Washington_Treasury Secretary Henry Paulson called Tuesday for an aggressive response to deal with an unfolding housing crisis that he said presents a significant risk to the economy.

In the administration's most detailed reaction to the steepest housing slump in 16 years, Paulson said that government and the financial industry should provide immediate help for homeowners trying to refinance current mortgages before they reset at much higher rates.

He also called for an overhaul of laws and regulations governing mortgage lending to halt abusive practices that contributed to the current crisis.

"Let me be clear, despite strong economic fundamentals, the housing decline is still unfolding and I view it as the most significant current risk to our economy," Paulson said in a speech delivered at Georgetown University's law school. "The longer housing prices remain stagnant or fall, the greater the penalty to our future economic growth."

In his most somber assessment of the crisis to date, Paulson said that the housing correction is "not ending as quickly" as it had appeared it would and that "it now looks like it will continue to adversely impact our economy, our capital markets and many homeowners for some time yet."

Paulson spoke a day after officials from the nation's three biggest banks announced the creation of a fund with up to $100 billion in resources to buy troubled assets such as mortgage-backed securities.

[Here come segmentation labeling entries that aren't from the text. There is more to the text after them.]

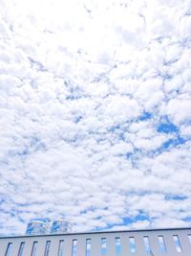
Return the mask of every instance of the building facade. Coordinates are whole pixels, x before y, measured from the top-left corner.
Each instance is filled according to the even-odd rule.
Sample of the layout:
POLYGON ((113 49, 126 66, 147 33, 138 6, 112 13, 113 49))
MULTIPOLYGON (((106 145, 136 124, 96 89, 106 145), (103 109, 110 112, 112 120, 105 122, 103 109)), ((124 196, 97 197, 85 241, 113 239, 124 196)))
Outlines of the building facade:
POLYGON ((191 256, 191 228, 0 238, 0 256, 191 256))

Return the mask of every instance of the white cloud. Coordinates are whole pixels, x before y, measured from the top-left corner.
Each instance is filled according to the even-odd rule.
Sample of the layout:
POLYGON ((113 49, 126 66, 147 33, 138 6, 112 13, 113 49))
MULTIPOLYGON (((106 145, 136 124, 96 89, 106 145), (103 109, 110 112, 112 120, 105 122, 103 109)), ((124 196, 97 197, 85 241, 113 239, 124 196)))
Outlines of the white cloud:
POLYGON ((0 1, 1 234, 190 223, 188 2, 0 1))

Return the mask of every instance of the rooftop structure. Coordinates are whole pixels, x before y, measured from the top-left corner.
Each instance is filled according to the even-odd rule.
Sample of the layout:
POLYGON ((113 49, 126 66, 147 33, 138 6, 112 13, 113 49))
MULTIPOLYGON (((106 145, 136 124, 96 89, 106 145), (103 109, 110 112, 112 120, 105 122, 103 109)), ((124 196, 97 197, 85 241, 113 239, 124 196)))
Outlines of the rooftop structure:
POLYGON ((0 238, 0 256, 190 256, 191 228, 0 238))

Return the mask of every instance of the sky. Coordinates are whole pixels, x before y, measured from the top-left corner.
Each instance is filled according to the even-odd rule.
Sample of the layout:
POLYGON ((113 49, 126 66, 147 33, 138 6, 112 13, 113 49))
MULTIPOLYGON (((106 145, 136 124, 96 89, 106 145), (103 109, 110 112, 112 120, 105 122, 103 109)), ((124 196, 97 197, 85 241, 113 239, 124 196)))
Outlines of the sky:
POLYGON ((190 226, 190 0, 0 0, 0 234, 190 226))

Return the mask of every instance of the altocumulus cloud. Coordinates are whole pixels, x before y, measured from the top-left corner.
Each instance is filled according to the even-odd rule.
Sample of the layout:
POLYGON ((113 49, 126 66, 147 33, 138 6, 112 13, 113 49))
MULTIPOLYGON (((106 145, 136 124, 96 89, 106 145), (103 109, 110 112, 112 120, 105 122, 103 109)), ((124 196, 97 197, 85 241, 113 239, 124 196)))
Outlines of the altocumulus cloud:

Treasury Department officials participated in the behind-the-scenes discussions that led to creation of the fund, but no government resources have been pledged to the effort.

Paulson said that the government must balance the need to help homeowners stay in their homes against the threat that government action can encourage investors to make risky decisions in the future.

"We must help as many able homeowners as possible stay in their homes," Paulson said. "Foreclosures are costly and painful for homeowners."

But Paulson also stated, "When investors are relieved of the cost of bad decisions, they are more likely to repeat their mistakes. I have no interest in bailing out lenders or property speculators."